Submitted photo

Kansans may now purchase a 4-H distinctive license plate in county treasurers’ offices across the state. The official 4-H license plate reflects the Head, Heart, Hands and Health in the 4-H pledge.
The iconic clover logo was selected by club members across the state as the official plate design.
“It was important to involve youth club members in this historic process,” Jake Worcester, Kansas 4-H Foundation President/CEO, said.
“We partnered with 4-H club leaders and K-State Research and Extension agents and used this opportunity to engage youth in learning more about the legislative process. When it came to the design, there was no question 4-H members needed to choose the look of the plate,” Worcester said.
HB2174 was signed by Kansas 4-H alumnus Gov. Sam Brownback in April 2017. Rep. Ken Rahjes, another Kansas 4-H alumnus, introduced the bill in the Kansas House of Representatives. Kansas 4-H Youth Leadership Council member Marissa Randel testified in support of the measure before the House Transportation Committee. Following the signing of the bill, more than 500 individuals across the state signed a form in support of the license plate, which allowed for production of the plate to begin.

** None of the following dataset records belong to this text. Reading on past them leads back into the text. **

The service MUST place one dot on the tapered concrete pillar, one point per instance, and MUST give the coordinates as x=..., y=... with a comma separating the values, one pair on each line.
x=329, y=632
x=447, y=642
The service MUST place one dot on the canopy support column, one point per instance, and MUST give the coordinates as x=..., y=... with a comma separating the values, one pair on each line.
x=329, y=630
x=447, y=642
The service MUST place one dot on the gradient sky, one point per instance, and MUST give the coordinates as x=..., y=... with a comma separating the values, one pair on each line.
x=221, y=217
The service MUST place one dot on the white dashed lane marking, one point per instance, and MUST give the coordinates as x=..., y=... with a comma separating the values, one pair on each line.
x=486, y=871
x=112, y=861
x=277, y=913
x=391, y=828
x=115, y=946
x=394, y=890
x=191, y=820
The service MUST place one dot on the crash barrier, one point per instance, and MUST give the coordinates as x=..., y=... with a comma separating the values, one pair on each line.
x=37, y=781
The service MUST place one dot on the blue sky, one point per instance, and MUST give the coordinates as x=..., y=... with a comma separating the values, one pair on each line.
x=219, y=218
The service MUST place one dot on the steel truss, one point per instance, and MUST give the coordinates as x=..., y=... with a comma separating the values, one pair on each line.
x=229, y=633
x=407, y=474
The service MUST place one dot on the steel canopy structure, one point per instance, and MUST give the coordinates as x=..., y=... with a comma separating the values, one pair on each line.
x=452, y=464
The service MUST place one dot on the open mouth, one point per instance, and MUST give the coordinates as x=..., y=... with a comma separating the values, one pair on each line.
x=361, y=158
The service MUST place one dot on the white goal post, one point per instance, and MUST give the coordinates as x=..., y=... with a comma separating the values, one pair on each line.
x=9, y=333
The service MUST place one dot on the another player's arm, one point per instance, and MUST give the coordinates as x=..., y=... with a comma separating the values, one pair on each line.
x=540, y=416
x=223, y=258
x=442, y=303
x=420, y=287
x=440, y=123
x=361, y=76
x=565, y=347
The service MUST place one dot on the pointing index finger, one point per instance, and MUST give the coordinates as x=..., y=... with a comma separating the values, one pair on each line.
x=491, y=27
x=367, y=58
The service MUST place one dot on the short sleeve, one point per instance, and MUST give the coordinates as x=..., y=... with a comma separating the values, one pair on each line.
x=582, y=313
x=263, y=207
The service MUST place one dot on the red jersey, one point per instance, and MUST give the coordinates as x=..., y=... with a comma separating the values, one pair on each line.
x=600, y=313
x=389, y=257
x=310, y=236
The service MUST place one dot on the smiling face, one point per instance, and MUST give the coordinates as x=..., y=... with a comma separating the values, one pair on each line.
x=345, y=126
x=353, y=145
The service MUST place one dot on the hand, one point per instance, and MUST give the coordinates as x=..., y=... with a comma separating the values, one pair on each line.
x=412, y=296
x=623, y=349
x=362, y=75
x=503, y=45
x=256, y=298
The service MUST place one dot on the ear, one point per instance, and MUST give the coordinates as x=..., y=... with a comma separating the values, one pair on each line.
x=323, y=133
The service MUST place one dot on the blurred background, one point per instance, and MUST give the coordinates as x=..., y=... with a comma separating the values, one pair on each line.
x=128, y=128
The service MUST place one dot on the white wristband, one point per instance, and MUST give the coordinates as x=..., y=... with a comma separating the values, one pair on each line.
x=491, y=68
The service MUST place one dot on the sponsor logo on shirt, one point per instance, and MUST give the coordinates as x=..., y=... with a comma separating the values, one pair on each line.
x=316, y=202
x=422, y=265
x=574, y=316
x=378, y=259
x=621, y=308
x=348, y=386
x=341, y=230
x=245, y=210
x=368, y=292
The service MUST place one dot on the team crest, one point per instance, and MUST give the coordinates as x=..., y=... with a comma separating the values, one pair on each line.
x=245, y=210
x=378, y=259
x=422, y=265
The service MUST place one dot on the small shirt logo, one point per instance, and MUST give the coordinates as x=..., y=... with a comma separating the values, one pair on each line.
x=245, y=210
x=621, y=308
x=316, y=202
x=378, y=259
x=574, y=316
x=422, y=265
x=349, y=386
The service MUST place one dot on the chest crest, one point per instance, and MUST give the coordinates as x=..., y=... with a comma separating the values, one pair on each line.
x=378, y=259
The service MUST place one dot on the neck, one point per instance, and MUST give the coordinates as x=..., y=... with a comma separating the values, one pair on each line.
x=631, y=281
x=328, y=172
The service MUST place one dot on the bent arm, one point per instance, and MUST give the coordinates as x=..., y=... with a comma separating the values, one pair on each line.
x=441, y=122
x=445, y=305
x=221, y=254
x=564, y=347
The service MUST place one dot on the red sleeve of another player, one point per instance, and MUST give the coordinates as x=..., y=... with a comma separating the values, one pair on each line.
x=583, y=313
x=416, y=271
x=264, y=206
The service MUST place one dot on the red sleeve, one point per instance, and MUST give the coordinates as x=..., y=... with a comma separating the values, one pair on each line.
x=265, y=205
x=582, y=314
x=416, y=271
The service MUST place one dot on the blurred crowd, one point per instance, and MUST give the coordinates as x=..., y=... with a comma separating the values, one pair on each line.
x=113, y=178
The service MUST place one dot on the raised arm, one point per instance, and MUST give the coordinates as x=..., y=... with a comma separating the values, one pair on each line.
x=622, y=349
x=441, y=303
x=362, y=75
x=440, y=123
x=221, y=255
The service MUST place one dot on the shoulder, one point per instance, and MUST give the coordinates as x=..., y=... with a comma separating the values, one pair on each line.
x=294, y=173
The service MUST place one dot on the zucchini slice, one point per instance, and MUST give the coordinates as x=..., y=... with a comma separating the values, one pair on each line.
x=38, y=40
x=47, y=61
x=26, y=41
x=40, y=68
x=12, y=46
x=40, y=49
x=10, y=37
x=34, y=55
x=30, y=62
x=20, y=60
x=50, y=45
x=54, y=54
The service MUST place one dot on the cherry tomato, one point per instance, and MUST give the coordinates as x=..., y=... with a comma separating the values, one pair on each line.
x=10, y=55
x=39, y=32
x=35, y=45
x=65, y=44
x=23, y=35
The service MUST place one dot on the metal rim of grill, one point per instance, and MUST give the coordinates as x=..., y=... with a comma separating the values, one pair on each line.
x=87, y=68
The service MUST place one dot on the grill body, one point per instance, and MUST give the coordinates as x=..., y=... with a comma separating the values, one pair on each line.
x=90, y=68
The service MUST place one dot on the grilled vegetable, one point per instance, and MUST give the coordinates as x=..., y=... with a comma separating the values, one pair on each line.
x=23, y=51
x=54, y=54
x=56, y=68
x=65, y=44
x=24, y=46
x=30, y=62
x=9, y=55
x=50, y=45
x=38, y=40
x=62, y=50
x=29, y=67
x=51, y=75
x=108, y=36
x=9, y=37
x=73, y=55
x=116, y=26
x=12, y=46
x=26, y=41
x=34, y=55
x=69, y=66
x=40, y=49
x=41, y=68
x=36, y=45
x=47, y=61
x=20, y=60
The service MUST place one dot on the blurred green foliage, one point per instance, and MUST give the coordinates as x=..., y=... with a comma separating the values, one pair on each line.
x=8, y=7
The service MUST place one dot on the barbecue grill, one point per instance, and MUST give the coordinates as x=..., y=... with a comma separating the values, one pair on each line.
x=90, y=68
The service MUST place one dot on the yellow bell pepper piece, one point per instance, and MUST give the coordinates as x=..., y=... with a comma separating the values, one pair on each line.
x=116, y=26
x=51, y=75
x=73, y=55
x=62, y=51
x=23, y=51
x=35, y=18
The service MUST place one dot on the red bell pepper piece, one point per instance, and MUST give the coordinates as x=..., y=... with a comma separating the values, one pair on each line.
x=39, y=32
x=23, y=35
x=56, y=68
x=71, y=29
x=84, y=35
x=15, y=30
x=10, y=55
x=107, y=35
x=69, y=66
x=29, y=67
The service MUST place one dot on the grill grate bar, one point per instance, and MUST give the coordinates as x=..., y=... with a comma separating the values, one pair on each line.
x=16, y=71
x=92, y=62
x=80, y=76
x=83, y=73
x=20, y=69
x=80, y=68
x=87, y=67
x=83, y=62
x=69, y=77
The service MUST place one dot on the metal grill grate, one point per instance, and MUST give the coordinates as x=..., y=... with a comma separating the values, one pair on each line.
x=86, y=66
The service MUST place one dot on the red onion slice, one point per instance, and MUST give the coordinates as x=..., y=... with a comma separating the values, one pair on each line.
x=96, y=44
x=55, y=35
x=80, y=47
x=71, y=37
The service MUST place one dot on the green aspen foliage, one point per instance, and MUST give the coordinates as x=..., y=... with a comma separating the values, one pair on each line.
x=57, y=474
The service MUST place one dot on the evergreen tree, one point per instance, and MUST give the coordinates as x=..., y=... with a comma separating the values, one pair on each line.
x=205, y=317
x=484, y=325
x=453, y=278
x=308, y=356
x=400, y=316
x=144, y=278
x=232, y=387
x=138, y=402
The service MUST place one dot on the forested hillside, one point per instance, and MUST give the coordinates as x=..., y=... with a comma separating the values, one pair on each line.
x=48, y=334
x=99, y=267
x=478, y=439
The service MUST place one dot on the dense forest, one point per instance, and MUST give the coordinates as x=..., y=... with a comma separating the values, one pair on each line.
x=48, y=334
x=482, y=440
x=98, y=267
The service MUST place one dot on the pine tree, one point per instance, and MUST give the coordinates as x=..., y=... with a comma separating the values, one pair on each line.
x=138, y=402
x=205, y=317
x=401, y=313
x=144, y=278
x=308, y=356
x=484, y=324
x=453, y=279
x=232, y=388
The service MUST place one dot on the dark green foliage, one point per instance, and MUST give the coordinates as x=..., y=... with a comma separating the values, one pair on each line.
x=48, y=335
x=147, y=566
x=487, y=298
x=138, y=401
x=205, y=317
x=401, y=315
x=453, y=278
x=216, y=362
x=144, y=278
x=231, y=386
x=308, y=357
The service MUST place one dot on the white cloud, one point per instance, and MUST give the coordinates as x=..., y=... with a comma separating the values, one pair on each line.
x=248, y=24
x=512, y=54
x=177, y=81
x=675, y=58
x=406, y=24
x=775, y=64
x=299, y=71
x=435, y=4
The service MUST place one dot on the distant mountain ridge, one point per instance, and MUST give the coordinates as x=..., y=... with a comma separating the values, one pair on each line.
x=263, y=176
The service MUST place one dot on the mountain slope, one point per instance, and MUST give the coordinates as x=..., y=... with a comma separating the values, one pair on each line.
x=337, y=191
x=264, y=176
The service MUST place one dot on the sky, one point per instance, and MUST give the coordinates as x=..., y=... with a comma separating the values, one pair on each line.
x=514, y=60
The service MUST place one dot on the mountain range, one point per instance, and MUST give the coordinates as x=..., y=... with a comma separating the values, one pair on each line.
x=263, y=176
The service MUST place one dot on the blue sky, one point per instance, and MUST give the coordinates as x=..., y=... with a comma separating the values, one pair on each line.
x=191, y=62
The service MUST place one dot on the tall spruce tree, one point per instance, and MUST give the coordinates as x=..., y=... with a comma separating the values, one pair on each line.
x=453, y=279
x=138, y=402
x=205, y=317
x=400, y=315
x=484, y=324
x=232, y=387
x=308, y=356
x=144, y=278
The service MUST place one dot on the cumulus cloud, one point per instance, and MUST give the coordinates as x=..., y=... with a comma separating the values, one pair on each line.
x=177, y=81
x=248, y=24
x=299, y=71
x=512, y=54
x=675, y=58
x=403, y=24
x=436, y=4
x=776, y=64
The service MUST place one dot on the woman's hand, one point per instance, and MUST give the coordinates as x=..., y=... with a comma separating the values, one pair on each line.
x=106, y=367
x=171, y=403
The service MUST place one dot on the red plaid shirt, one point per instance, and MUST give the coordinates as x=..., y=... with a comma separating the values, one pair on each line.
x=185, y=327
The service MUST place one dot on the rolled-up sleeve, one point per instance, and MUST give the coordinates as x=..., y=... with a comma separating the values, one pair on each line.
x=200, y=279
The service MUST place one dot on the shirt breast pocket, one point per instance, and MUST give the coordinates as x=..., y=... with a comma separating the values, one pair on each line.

“The overwhelming statewide support of this initiative speaks to the pride Kansans have in our 4-H program. We have one of the strongest 4-H youth development programs in the nation. This license plate is a way to show support for the youth who pledge their head, heart, hands and health to bettering our communities, country and world,” Worcester said. “We’re excited to see clover plates throughout the state.”
To purchase a plate during the standard registration renewal process, residents will be asked to pay a one-time distinctive plate fee and make an annual $50 tax-deductible contribution which will be divided three ways. The county where the plate was purchased receives $10. The Kansas 4-H program receives $30 for marketing and growth initiatives, and the Kansas 4-H Foundation receives $10 to defray administrative costs associated with the program.
The Kansas 4-H Foundation provides private support and services benefitting the state’s 4-H program. The Foundation’s projects include – Rock Springs 4-H Center, the nation’s largest privately owned and operated 4-H camp and conference facility – as well as support for awards, trips scholarships, publications, financial services and 4-H alumni programs. The Foundation also owns the K-State Clovia Scholarship House.